Coffee and Gatorade wrote:
Props to him for maximizing his Olympic chances but he must be doubting his ability to make the 10k team. Lack of finishing speed and few if any wins against top level American competition on the track support this view.
The marathon, more than any other race, benefits from racing experience. If you haven't run one then you don't understand the unique kind of pain that comes from being beat up, dehydrated, and glycogen depleted post mile 20. This is something that is very difficult to simulate in training and wholly different from a 10k or even cross country.

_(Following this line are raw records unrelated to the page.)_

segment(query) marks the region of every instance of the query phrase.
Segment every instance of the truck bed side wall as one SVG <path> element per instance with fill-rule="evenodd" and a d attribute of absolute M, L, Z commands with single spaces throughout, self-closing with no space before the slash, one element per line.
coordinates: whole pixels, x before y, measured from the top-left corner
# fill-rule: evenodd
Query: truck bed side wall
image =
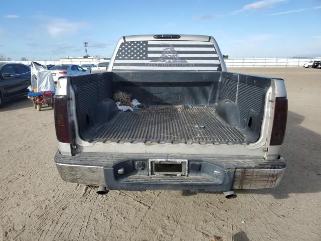
<path fill-rule="evenodd" d="M 222 72 L 221 81 L 219 114 L 227 122 L 235 123 L 241 129 L 245 129 L 252 142 L 257 140 L 264 114 L 265 95 L 271 84 L 271 79 Z M 228 114 L 225 116 L 227 111 Z M 231 119 L 233 117 L 238 119 Z"/>

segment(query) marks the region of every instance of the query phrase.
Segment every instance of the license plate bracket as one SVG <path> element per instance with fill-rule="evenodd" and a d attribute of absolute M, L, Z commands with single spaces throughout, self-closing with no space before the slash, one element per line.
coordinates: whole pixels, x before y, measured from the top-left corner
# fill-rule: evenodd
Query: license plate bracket
<path fill-rule="evenodd" d="M 187 176 L 187 159 L 149 159 L 149 176 Z"/>

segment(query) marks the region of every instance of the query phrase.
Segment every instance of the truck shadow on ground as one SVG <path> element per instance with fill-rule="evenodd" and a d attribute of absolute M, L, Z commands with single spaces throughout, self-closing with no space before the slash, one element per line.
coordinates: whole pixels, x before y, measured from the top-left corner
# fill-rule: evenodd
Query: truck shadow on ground
<path fill-rule="evenodd" d="M 0 107 L 0 112 L 6 112 L 25 108 L 33 109 L 32 101 L 28 99 L 27 97 L 21 97 L 3 103 Z"/>
<path fill-rule="evenodd" d="M 233 234 L 232 241 L 250 241 L 249 238 L 244 231 L 240 231 Z"/>

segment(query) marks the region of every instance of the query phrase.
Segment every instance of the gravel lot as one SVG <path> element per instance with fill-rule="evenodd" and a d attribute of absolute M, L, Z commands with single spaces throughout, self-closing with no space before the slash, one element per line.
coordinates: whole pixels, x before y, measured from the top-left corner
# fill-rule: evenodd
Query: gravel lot
<path fill-rule="evenodd" d="M 51 108 L 0 108 L 0 240 L 320 240 L 321 69 L 235 68 L 283 78 L 289 99 L 281 184 L 223 194 L 96 190 L 61 180 Z"/>

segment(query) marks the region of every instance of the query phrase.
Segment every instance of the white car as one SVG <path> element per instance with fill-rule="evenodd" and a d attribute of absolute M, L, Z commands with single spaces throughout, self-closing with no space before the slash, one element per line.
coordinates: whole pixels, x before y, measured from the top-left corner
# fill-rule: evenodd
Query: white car
<path fill-rule="evenodd" d="M 310 61 L 308 63 L 306 63 L 303 65 L 303 67 L 304 68 L 312 68 L 312 65 L 314 62 L 318 62 L 319 60 L 313 60 L 313 61 Z"/>
<path fill-rule="evenodd" d="M 81 67 L 85 70 L 86 70 L 91 73 L 91 68 L 95 67 L 96 65 L 93 64 L 83 64 L 80 67 Z"/>
<path fill-rule="evenodd" d="M 90 73 L 90 72 L 86 71 L 79 65 L 74 64 L 55 65 L 49 70 L 51 72 L 55 84 L 60 77 L 82 75 Z"/>
<path fill-rule="evenodd" d="M 98 63 L 97 67 L 94 67 L 91 68 L 91 72 L 107 72 L 108 64 L 109 64 L 109 62 L 101 62 Z"/>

It's also a different type of training that benefits from a longer adaptation period to train the different systems and dial in fueling. He'll be 4-5 months off 5k training. Don't know if that's enough time.
1.) Lack of finishing speed, relative to whom? He got 3rd at 2013 U.S. Nationals in the 10,000, 2nd at 2014 U.S. Nationals. That doesn't happen unless you have finishing speed, especially since those were both slow races. He may not have world-class finishing speed, but we're talking about making the U.S. team, and he definitely has the finishing speed for that.
2.) I'm not really sure why fueling gets brought up so much in the marathon. Isn't the whole idea to train your body to burn more fat, of which it has plenty, so that you have some glycogen left? Kenenisa doesn't fuel, if I'm not mistaken. Do any of the 'big boys' fuel?